Als erster Deutscher gewann er den NBA-Titel (2011) und wurde zum wertvollsten Spieler der Finalserie auserkoren. Nach der Meisterschaft wurde Nowitzki als erster Mannschaftssportler von den deutschen Sportjournalisten zum "Sportler des Jahres" gekürt – und weit über 10 000 Menschen huldigten ihm bei einem Empfang auf dem Würzburger Residenzplatz, wo er entspannt von einem der Balkone herunterwinkte. Mit nun 31 540 Punkten ist Nowitzki der Sechstbeste in der ewigen Korbjägerliste der NBA, und mit 10 011 Defensivrebounds gehört er zu den Top Fünf derjenigen, die sich die meisten Abpraller unterm eigenen Korb gekrallt haben.

Vor gut 20 Jahren, am 5. Februar 1999, betrat Dirk Werner Nowitzki erstmals das Parkett der besten Basketball-Liga der Welt. Es war außergewöhnlich, dass ein No-Name-Rookie wie er im ersten Spiel von Anfang an mittun durfte. Im Buch "Einfach Er" der ehemaligen Main-Post-Redakteure Jürgen Höpfl und Fabian Frühwirth, die Nowitzki lange Jahre begleiteten, wird Trainer Don Nelson zu Nowitzkis Premiere so zitiert: "Er kam mir wie ein Baby vor, das man im Urwald ausgesetzt hat." Der Mogli der NBA schätzte es damals so ein: "Da war ich total neben der Spur. Ich war wegen der NBA-Premiere nicht sonderlich nervös. Aber als es losging, dachte ich plötzlich an alles außer Basketball. Ich war richtig im falschen Film, und das war auch für mich ziemlich enttäuschend."

Anschließend habe er sich im Hotelzimmer eine Ewigkeit seine Fehler anschauen müssen: "Bis zum Erbrechen, stundenlang das Video auf- und abgespult." Es sollte helfen: "Beim nächsten Spiel in Golden State habe ich 16 Punkte gemacht und gezeigt, dass ich mithalten kann." Mithalten . . . Heute klingt das putzig.

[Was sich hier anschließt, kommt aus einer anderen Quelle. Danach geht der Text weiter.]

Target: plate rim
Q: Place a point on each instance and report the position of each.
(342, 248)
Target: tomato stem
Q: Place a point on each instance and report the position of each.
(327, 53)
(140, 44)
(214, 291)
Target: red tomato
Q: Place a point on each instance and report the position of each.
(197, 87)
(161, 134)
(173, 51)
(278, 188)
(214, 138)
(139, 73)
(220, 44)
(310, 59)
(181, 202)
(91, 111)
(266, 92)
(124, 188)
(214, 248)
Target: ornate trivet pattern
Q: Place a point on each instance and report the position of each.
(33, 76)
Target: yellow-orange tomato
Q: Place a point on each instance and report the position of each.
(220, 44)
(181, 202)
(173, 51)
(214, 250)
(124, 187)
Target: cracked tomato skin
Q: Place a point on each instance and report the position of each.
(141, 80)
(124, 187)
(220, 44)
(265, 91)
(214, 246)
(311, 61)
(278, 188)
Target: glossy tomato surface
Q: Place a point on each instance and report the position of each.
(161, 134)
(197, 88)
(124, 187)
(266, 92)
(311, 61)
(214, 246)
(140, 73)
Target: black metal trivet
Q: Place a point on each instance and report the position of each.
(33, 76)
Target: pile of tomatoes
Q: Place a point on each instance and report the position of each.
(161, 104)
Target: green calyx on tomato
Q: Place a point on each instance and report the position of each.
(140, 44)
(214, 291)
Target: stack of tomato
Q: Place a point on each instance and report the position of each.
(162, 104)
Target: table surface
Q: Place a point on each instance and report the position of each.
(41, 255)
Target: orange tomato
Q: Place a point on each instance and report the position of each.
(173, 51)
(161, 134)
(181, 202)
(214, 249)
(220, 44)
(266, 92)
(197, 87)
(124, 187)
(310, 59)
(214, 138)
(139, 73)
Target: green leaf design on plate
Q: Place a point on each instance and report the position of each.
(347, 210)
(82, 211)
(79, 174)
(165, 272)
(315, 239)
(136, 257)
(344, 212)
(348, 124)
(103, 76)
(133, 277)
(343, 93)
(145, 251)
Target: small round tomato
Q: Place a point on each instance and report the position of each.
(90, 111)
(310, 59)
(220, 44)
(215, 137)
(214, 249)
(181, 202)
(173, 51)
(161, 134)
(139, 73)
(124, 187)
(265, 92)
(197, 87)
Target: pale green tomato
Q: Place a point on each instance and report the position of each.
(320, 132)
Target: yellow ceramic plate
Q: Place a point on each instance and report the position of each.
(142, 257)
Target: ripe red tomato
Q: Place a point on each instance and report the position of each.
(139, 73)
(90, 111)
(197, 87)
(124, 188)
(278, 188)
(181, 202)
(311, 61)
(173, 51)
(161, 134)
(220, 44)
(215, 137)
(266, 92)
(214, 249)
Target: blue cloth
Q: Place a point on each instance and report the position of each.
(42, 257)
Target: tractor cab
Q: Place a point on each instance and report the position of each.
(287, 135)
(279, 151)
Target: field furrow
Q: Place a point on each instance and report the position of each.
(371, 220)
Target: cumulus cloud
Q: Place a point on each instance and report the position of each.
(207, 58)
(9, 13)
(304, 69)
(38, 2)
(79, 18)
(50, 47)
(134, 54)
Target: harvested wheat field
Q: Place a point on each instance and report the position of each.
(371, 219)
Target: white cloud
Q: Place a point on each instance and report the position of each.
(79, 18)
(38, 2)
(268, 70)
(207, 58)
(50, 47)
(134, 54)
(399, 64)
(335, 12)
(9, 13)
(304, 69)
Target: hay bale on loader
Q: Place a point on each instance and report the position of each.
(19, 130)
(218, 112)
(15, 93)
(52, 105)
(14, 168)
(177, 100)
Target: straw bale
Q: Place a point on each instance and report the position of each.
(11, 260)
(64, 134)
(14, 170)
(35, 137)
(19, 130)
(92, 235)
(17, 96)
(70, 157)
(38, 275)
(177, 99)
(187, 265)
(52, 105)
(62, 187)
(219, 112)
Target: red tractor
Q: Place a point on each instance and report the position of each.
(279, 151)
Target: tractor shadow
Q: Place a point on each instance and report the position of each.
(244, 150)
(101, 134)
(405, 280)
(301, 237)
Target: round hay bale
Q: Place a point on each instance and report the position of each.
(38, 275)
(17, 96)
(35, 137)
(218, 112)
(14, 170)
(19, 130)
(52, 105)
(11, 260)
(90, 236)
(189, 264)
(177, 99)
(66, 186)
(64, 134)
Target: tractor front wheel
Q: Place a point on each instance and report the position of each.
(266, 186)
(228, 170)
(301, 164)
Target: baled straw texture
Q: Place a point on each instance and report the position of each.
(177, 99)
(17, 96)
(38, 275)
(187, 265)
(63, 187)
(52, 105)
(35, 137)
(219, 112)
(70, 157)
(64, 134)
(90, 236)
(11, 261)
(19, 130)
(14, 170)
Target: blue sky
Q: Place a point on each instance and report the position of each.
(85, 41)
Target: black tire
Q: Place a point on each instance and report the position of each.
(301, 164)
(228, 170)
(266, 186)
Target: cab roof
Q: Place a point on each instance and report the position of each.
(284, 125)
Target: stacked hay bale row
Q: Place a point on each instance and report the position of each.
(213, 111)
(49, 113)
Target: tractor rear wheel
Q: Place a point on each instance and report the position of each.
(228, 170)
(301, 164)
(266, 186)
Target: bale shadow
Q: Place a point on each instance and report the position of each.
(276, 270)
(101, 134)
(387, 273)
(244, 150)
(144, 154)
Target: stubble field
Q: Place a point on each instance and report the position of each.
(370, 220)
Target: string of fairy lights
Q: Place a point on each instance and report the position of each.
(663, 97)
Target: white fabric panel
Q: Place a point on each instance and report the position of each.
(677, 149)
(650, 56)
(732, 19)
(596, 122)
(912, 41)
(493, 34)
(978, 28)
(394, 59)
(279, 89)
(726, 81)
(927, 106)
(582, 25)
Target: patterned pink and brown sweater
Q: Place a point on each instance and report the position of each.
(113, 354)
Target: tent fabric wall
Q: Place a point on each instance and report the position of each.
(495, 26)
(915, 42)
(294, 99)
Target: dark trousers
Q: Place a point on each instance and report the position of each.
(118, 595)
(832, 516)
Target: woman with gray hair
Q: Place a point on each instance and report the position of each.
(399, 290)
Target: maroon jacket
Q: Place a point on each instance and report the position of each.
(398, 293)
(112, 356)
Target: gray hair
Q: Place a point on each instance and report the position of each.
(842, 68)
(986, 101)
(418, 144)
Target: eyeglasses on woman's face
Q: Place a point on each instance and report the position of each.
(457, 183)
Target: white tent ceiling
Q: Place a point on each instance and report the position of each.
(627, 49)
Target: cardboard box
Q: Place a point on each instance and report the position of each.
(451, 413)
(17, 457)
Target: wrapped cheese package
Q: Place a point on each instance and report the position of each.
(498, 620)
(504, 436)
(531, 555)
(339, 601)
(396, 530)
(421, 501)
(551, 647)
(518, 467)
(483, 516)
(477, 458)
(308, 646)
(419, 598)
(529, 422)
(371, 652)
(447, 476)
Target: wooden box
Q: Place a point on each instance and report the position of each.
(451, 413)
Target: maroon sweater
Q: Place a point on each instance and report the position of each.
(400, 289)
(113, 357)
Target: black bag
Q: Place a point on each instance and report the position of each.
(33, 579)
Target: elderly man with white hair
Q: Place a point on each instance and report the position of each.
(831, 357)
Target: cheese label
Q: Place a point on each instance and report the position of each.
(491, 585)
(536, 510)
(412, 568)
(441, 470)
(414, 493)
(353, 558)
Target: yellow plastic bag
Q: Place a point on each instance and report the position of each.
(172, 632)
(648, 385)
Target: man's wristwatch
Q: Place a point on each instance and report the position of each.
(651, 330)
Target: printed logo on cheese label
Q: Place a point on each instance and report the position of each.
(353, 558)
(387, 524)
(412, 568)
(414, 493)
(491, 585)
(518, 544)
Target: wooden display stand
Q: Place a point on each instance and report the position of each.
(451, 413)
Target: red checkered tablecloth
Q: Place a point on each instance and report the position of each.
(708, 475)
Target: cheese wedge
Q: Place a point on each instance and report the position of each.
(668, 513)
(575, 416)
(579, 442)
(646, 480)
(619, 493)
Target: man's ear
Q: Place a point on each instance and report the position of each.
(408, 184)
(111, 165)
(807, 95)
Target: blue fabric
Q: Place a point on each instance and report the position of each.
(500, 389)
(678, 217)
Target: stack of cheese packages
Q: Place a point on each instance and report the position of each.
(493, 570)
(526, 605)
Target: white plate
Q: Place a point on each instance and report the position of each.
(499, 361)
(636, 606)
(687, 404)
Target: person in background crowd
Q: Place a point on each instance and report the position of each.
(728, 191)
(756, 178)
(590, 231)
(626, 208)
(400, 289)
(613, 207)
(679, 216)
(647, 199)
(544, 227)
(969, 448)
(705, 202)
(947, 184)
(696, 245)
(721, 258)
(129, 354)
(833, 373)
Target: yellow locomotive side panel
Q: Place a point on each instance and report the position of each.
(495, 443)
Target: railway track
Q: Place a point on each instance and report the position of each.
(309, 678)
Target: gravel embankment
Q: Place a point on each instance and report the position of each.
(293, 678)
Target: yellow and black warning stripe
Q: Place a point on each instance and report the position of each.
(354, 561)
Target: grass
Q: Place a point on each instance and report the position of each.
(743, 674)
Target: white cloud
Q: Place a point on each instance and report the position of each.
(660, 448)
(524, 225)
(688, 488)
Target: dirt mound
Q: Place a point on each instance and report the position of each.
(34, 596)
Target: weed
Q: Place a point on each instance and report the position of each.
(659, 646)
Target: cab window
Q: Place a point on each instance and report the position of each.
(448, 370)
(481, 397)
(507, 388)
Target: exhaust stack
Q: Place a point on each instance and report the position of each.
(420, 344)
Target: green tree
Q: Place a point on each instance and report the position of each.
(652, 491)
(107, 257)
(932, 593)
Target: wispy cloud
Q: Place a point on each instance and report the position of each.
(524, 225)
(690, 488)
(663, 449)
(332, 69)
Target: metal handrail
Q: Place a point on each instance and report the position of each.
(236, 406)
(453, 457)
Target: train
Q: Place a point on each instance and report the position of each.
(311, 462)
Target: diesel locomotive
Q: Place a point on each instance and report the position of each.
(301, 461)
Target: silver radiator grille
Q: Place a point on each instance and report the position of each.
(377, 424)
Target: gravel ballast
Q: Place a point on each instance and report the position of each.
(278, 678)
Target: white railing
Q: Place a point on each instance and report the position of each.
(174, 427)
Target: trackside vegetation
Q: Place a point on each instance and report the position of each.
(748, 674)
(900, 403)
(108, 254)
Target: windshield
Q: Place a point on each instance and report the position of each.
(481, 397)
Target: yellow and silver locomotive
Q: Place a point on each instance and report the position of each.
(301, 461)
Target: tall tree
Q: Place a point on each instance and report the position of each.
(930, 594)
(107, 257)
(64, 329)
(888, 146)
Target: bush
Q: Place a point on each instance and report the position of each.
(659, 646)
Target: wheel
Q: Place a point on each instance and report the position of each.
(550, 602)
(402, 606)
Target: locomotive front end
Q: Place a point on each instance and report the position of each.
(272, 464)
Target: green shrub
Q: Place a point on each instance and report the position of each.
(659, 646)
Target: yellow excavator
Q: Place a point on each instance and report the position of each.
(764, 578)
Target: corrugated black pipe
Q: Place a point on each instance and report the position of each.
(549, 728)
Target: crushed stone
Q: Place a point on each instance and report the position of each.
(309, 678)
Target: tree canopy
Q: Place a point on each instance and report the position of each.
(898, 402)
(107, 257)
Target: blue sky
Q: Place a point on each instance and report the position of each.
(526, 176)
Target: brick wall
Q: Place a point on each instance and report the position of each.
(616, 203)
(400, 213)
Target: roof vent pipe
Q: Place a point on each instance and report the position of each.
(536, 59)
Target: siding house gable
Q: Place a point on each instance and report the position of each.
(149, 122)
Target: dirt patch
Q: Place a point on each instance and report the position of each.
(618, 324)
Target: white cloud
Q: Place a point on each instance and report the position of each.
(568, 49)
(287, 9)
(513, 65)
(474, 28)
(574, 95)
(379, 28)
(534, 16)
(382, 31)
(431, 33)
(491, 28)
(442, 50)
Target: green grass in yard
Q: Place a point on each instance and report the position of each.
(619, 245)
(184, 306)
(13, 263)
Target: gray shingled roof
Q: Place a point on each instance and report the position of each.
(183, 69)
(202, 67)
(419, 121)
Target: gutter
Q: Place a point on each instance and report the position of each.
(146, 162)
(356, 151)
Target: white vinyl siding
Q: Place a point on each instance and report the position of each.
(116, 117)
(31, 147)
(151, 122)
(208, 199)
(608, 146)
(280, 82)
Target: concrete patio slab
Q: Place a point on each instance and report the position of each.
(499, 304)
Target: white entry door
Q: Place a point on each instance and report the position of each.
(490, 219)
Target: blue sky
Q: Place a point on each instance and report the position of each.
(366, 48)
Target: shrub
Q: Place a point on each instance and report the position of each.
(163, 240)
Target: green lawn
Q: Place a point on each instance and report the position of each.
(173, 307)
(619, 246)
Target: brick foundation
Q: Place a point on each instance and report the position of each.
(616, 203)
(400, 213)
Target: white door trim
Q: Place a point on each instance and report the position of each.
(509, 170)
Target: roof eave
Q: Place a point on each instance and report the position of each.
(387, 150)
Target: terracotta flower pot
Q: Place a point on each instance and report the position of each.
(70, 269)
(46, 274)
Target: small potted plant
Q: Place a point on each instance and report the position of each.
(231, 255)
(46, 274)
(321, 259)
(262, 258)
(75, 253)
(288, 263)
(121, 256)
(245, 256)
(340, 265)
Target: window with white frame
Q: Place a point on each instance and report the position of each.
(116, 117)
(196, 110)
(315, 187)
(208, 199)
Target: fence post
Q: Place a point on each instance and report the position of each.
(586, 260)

Da die Taktung des NBA-Spielplans bei anderen Sportlern neben Muskellähmungen auch Angstschweiß und Magengeschwüre verursachen könnte, blieben Nowitzki .gerade einmal gut 20 Stunden von seiner Rücktrittsverkündung bis zu dem Zeitpunkt, als er das allerletzte Mal NBA-Parkett betrat am Mittwochabend in San Antonio. "Ich glaube schon, dass es hart wird", hatte er vergangenen Freitag in der Kabine der Mavericks gesagt, als er gefragt worden war, wie er sich die Zeit ohne Basketball zu spielen, vorstelle. Seit er 15 ist, tat er das auf professionellen Niveau. "Ich werde es vermissen."
Und viele Menschen - nicht nur in Dallas - ihn.